Love him or hate him, a Trudeau sighting still excites.
One Montrealer recalls seeing Trudeau recently on his daily walk down Drummond St. As he passed a child at the gate of a day-care centre who was screaming for his mother, Trudeau backtracked, crouched down to the child and soothed him with the care he gained raising his sons.
The Star briefly caught up to Trudeau last week on one of his walks to work. Asked why he thinks Canadians remain fascinated with him after all these years, Trudeau declined to be interviewed, apologized for any trouble a reporter may have gone through, and agreed to be photographed while walking the last half block to his office at the Heenan Blaikie law firm.
Does he still walk every weekday to work?
``And back,'' he noted. Back is more than a kilometre up a slope to his home on Ave. des Pins hugging Mount Royal.
A photographer then showed him a picture he snapped of Trudeau on the same walk in 1995. Trudeau autographed it, smiled to passersby - ``Hey, it's Trudeau,'' - offered some firm handshakes and disappeared into a highrise office tower. It was 10:30 a.m. last Tuesday.
``He's a man about town,'' says his friend, former Progressive Conservative MP Heward Grafftey. ``He loves to walk around and meet people.''
Trudeau has stayed out of the media limelight since leaving politics, except for what his critics consider the odd commando-style attack, most notably to help sink the Meech Lake accord that described Quebec as a distinct society.
In his home province, he's also perceived as the man who sent the army into the streets to fight the 1970 October Crisis, and the architect of the 1982 Constitution, which Quebec still hasn't officially signed. All this makes him the bogey man of separatists, a role that Trudeau inevitably renews with each new stroke of his pen or public utterance.
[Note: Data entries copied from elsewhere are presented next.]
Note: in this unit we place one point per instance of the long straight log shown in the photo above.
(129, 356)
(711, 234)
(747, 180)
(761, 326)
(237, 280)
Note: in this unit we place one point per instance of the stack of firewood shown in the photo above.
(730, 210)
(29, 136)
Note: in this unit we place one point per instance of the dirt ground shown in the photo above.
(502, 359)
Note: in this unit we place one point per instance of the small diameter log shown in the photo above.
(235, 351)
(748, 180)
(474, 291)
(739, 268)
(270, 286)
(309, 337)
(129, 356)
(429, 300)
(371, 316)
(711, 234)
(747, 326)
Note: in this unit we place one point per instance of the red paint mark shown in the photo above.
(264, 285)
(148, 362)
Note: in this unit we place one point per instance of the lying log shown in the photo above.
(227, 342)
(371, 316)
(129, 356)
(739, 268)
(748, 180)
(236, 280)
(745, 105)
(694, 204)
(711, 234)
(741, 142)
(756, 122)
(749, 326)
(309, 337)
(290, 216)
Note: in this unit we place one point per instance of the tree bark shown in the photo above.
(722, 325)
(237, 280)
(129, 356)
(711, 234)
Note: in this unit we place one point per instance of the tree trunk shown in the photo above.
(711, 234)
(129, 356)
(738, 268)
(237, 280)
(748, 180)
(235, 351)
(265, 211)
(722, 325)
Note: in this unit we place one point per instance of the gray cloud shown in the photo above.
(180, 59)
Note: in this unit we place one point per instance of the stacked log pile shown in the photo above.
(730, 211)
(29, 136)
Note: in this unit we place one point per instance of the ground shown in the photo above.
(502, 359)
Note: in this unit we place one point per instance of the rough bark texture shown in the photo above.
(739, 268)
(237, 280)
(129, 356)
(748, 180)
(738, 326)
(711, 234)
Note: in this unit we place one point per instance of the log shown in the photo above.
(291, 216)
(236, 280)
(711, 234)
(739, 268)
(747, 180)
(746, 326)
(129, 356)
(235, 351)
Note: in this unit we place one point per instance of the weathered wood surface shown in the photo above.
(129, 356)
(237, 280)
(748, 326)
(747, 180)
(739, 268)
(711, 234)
``Quebecers are still too defensive toward outsiders, and I worry that there is a new version of Duplessisism in the fear and insularity engendered by the nationalists,'' he says in a newly published book, The Essential Trudeau.
``How many Quebec federalists, even among the powerful business leaders, are afraid to say publicly what they think because their jobs, grants or friendships might be jeopardized?'' he adds.
``Where are the intellectuals who will say, for example, that what's being taught in our history books is false? Who's fighting the lie which holds that it was the anglophone premiers and press who opposed the Meech Lake accord, but not the francophone nationalists?''



But Trudeau is also the prime minister who implemented official bilingualism, who broadened Canada's role on the world stage and whose panache made Quebecers proud.
``Whenever he is out, he still causes a stir,'' says Peter Blaikie, a former president of the Tory party who works at the same law office as Trudeau.
``He still has that indefinable charisma - a word that the media uses far too often and frequently about the most dull and boring people. But Trudeau is someone to whom the word can genuinely apply,'' he adds, saying Canadians are still captivated by Trudeau because they remember him as ``the last Canadian political leader who was truly a philosopher and who really stood for something beyond pragmatism.
``He was essentially a politician of principle and since his time we have had a series of people who are essentially only pragmatic. . . That's why he still causes a stir. In an age of the Bill Clintons of the world, Trudeau stands out,'' Blaikie says.